# Finite Coffee - A humble start



## Olljones (Apr 22, 2013)

As some folk on here already know, I'm slowly building up a mobile setup. The bones of it are all together now, just with the fabricators who are building a stand to sit on a cargo bike so I can get it around - albeit my plan to be inside/sheltered - mostly due to not having to deal with power issues etc.

Hopefully this will be another step towards opening a place of my own, but its a start!


----------



## The Systemic Kid (Nov 23, 2012)

Keep the pics coming and good luck.


----------



## Spooks (Feb 20, 2012)

Good luck to your mobile setup, looks great to me. What make is the coffee machine?


----------



## Mr O (Jan 14, 2015)

All the best and I look forward to seeing more pics


----------



## Olljones (Apr 22, 2013)

Its a spaziale s5 compact. I was looking for something small, 2 group and that could run off mains plugs if needs be. Believe it or not, this beast can run of a normal household plug.


----------



## Phil104 (Apr 15, 2014)

I'm full of admiration. I might have missed it - where will you be going mobile?


----------



## Olljones (Apr 22, 2013)

It will be in manchester, I'm in talks with a few places - the idea will be popping up in various places. Less like a street trader and more like mini residencies where possible.

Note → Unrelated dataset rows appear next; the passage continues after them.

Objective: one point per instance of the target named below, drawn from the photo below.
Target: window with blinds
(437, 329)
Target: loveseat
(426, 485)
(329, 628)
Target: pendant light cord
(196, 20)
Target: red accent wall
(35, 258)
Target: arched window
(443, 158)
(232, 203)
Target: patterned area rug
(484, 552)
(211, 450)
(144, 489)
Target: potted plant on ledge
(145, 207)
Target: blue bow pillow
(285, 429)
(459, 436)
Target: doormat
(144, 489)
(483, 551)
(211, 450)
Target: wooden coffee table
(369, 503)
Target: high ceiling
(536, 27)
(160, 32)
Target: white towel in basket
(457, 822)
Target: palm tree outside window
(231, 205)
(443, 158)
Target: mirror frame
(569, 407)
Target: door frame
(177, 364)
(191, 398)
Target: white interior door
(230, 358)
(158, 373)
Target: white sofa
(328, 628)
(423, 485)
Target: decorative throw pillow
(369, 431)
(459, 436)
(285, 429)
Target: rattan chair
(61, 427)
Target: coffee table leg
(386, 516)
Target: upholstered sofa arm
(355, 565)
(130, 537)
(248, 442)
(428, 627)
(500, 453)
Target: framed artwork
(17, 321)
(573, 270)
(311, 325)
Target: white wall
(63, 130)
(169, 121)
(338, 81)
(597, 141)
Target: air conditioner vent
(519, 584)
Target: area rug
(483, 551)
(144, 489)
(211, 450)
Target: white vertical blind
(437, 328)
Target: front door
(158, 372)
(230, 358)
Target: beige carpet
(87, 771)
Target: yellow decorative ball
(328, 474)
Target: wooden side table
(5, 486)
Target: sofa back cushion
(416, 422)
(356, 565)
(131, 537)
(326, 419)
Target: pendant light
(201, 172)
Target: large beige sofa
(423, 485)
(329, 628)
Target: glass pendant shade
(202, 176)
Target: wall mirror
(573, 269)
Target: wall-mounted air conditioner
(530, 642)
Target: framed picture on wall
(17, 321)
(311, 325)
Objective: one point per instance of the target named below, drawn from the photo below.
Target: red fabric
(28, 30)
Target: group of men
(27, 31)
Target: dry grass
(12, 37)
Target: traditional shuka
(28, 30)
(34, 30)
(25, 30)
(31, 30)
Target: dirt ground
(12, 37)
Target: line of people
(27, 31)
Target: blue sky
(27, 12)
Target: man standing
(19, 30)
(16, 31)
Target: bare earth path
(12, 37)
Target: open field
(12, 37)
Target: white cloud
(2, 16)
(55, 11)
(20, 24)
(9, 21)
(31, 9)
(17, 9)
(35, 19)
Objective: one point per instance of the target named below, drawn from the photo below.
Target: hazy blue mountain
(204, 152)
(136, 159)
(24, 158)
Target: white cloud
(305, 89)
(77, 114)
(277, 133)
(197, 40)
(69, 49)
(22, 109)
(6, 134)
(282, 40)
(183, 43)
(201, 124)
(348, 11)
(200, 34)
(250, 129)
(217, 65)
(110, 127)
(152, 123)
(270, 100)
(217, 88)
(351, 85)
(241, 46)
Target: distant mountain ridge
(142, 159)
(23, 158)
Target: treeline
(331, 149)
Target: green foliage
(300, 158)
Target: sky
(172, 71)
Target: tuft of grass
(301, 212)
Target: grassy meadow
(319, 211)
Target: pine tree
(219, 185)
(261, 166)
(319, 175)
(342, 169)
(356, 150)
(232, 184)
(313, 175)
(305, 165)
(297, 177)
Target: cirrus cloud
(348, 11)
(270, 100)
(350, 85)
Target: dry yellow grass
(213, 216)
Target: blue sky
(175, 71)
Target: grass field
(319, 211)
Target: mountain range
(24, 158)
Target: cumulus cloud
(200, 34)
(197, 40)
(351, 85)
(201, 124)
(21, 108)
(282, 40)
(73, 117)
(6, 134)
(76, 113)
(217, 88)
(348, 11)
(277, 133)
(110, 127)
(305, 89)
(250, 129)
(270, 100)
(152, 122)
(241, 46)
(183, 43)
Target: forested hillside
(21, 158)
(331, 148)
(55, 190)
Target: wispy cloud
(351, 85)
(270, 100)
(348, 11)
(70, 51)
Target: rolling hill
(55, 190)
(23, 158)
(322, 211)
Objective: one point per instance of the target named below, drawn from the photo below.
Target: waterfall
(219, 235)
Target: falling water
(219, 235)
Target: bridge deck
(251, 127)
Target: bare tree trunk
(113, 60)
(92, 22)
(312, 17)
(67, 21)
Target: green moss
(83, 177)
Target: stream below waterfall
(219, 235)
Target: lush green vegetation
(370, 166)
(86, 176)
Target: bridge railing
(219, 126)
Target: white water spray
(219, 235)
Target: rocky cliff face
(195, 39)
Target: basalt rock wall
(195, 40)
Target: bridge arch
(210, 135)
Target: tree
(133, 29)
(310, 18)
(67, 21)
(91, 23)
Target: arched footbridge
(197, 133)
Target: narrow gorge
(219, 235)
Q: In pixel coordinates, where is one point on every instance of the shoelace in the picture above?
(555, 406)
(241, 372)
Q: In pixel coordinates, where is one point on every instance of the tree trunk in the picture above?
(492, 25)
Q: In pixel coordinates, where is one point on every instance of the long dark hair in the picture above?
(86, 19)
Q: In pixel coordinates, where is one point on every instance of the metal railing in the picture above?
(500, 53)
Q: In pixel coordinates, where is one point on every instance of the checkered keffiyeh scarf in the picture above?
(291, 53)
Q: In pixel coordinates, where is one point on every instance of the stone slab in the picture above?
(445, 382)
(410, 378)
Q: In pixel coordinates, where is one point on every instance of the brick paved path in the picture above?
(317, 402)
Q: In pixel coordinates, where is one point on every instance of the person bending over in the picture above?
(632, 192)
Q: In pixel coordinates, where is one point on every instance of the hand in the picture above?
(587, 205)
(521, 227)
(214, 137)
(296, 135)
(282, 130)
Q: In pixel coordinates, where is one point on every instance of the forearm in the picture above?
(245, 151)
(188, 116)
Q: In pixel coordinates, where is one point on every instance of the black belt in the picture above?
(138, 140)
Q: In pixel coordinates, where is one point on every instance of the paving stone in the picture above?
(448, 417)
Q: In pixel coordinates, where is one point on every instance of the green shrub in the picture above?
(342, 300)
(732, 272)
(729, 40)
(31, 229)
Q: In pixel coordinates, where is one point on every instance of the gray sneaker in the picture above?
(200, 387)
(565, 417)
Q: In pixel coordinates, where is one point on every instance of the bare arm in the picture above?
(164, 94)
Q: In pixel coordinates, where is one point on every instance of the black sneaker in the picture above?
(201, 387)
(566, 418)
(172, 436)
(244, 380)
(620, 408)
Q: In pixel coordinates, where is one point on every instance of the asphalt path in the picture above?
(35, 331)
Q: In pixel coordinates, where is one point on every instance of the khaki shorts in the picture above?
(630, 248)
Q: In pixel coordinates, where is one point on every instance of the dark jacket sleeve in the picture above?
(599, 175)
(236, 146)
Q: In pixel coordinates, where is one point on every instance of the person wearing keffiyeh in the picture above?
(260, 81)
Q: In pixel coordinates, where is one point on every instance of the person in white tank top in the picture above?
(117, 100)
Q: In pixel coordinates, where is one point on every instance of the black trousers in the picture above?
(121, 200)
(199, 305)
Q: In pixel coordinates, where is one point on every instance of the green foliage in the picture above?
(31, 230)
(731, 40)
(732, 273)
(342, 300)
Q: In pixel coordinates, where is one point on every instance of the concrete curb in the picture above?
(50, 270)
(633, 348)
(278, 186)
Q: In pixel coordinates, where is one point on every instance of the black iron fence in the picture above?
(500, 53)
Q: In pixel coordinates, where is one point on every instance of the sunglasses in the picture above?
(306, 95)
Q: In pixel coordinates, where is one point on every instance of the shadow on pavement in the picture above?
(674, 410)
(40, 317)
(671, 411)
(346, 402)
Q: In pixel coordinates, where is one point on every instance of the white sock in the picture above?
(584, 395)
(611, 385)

Essentially anywhere thats private property so less council nonsense.

Or weddings/birthdays - for any coffee minded people in the area







hah


----------



## scottomus (Aug 13, 2014)

We use s5 compacts on our bikes when doing sessions. Great machines. Only downfall is not much space between spout and drip tray!


----------



## aaroncornish (Nov 7, 2012)

Looking good Ollie!!


----------



## Olljones (Apr 22, 2013)

I think - even though this hasn't existed for that long I may need to sell the spaziale for a single group machine. I'm planning on doing this all my own and Im going to need a machine that doesnt require 2 people to move around. So your likely to see the machine pop up in the for sale section soon - Think I need to go down the L1/gs3 road. Hopefully will be able to re home it swiftly.


----------



## aaroncornish (Nov 7, 2012)

Good luck rehoming it









Wish I could talk work in to letting me buy it


----------